In 2020, when the world locked down, I noticed a flurry of essays about Henry David Thoreau and what he could teach us about solitude. This made some sense to me, but Thoreau was not as isolated as some would think. After all, he said himself that he had three chairs in his cabin at Walden—“one for solitude, one for friendship, three for society.” Thoreau was close to his family and friends and saw them often. And, after some time living at Walden, people would gather at Walden to hear Thoreau talk about his experiences.
I find it is now, as we are dealing with societies stressed by climate change, that Thoreau has the most to teach us. Thoreau’s themes of social justice, environmentalism, human and animal rights, and frugality resonate with me more than ever. It is through the writing of people like Thoreau that I find comfort and hope as humans navigate a time of great challenge. Rivers are drying up. Crops are failing. Without water, farmers are being forced to sell animals they can no longer care for. It’s a stressful time for sure, but humans are resilient. I have to believe we can do better and be better. For me, Thoreau leads the way.

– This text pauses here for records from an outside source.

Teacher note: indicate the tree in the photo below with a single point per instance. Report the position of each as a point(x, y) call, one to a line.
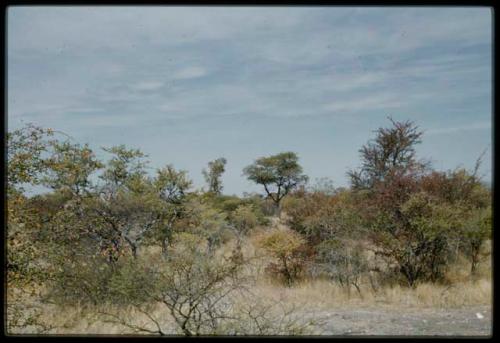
point(27, 150)
point(279, 174)
point(393, 148)
point(213, 176)
point(289, 249)
point(70, 166)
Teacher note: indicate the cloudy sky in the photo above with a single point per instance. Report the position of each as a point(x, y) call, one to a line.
point(190, 84)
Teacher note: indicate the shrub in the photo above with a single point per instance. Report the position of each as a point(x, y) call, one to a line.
point(290, 252)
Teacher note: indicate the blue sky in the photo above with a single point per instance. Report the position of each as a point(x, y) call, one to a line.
point(187, 85)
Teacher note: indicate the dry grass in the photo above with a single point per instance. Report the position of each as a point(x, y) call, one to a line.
point(309, 295)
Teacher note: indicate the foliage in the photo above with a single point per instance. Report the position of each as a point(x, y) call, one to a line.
point(392, 149)
point(290, 252)
point(279, 174)
point(212, 176)
point(341, 262)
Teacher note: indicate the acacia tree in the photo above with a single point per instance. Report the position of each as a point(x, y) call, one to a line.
point(279, 174)
point(409, 226)
point(213, 175)
point(392, 149)
point(26, 163)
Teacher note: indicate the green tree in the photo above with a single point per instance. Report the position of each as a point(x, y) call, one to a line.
point(279, 174)
point(213, 175)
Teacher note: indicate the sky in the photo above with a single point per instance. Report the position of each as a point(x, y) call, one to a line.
point(187, 85)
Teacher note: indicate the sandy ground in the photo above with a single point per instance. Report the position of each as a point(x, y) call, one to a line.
point(468, 321)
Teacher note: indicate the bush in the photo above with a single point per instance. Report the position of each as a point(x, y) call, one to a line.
point(290, 252)
point(341, 262)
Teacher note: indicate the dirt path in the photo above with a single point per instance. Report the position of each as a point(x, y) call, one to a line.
point(397, 321)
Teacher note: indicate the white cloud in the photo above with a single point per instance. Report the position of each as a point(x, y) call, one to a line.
point(190, 73)
point(148, 85)
point(456, 129)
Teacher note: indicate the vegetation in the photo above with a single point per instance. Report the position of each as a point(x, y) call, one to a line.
point(115, 239)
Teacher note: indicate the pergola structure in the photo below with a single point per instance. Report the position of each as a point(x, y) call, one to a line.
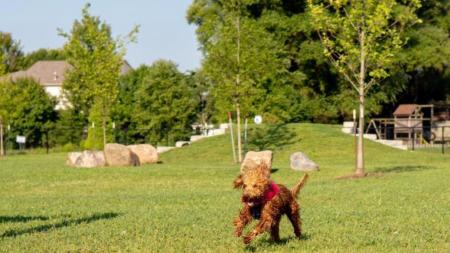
point(409, 123)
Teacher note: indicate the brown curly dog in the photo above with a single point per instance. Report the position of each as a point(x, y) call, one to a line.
point(266, 201)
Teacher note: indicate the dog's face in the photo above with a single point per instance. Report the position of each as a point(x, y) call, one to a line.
point(254, 184)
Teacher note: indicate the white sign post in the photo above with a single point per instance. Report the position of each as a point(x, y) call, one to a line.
point(258, 119)
point(21, 140)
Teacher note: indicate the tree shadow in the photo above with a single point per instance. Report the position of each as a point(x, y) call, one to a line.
point(65, 223)
point(21, 218)
point(271, 137)
point(266, 242)
point(402, 168)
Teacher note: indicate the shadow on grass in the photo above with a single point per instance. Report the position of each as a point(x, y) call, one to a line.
point(65, 223)
point(266, 242)
point(403, 168)
point(271, 137)
point(21, 218)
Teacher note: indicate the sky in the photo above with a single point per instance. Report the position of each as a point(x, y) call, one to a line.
point(164, 31)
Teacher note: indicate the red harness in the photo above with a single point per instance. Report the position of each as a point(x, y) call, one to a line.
point(271, 192)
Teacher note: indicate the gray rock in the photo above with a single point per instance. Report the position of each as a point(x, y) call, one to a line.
point(86, 159)
point(254, 159)
point(120, 155)
point(301, 162)
point(146, 153)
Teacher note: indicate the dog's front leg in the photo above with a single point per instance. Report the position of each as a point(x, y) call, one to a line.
point(242, 220)
point(263, 226)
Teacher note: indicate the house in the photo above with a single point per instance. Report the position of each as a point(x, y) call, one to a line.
point(50, 74)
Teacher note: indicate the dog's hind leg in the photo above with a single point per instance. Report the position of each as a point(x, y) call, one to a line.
point(294, 217)
point(275, 231)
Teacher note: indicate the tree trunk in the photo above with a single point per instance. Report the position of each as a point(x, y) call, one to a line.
point(238, 83)
point(238, 116)
point(362, 85)
point(2, 151)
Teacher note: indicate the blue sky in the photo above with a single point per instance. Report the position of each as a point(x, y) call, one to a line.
point(164, 34)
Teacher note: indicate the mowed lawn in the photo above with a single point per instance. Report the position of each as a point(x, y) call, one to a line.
point(187, 204)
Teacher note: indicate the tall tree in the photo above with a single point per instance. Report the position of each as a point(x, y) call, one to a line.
point(165, 104)
point(10, 53)
point(92, 84)
point(40, 55)
point(240, 56)
point(361, 39)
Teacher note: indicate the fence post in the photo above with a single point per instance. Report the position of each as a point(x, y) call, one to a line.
point(2, 150)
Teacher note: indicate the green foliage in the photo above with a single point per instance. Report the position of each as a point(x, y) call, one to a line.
point(240, 55)
point(27, 109)
point(123, 111)
point(10, 53)
point(165, 107)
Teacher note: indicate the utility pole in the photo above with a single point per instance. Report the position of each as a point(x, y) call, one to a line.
point(2, 150)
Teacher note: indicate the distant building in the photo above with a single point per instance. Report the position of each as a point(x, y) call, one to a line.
point(50, 74)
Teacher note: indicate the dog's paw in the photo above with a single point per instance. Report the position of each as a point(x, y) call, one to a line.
point(248, 239)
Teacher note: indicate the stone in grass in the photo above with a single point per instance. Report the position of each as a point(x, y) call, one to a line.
point(86, 159)
point(300, 162)
point(120, 155)
point(254, 159)
point(146, 153)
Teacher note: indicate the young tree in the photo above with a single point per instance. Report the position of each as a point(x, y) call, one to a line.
point(361, 39)
point(92, 85)
point(41, 55)
point(240, 56)
point(165, 104)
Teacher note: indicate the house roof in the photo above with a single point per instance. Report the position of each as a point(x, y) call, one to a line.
point(52, 72)
point(405, 110)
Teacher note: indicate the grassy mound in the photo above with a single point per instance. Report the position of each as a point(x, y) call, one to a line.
point(186, 204)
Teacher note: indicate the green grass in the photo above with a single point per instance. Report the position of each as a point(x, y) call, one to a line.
point(186, 204)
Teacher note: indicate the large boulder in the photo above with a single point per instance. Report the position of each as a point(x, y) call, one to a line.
point(299, 161)
point(145, 152)
point(254, 159)
point(120, 155)
point(86, 159)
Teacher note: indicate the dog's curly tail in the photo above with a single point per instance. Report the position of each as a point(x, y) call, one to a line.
point(296, 189)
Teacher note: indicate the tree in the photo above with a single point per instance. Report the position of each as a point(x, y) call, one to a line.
point(92, 85)
point(360, 39)
point(123, 111)
point(165, 105)
point(26, 107)
point(240, 56)
point(10, 53)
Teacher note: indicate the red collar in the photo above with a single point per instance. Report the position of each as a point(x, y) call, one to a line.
point(271, 192)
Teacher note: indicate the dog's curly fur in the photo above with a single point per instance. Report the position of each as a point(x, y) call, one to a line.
point(254, 184)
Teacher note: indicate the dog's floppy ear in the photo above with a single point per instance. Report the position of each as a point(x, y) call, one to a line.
point(238, 182)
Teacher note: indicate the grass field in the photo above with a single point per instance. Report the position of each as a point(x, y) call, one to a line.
point(186, 203)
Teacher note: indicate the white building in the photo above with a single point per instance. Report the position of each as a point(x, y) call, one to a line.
point(50, 74)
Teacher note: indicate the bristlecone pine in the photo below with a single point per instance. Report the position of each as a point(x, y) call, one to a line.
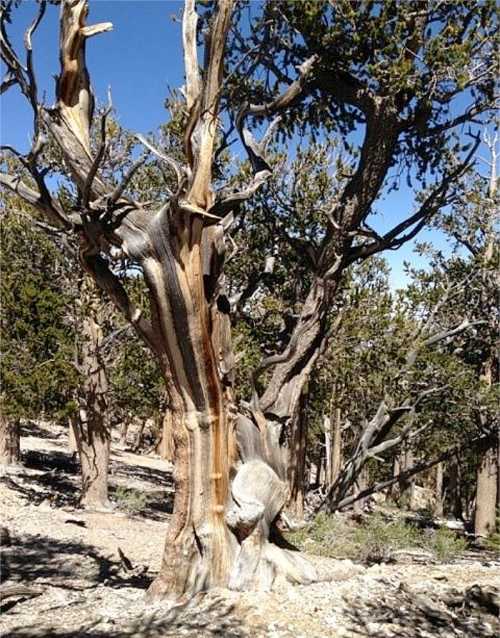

Just last month, I had the honor of visiting Walden Pond in Concord. My son and I hiked around the pond to the site of Thoreau’s original cabin. There, in the woods, an idealist who loved nature and wanted to make sure technology didn’t advance without concern for humans and the environment, set out to live differently, deliberately—and write about it. Visiting the site, touching the ground, and putting my feet into the pond was transformative. I am no Thoreau, but I have collected for you beautiful writing from skilled and talented writers who, much like Thoreau, are finding ways to live authentically and are willing to write about it for us.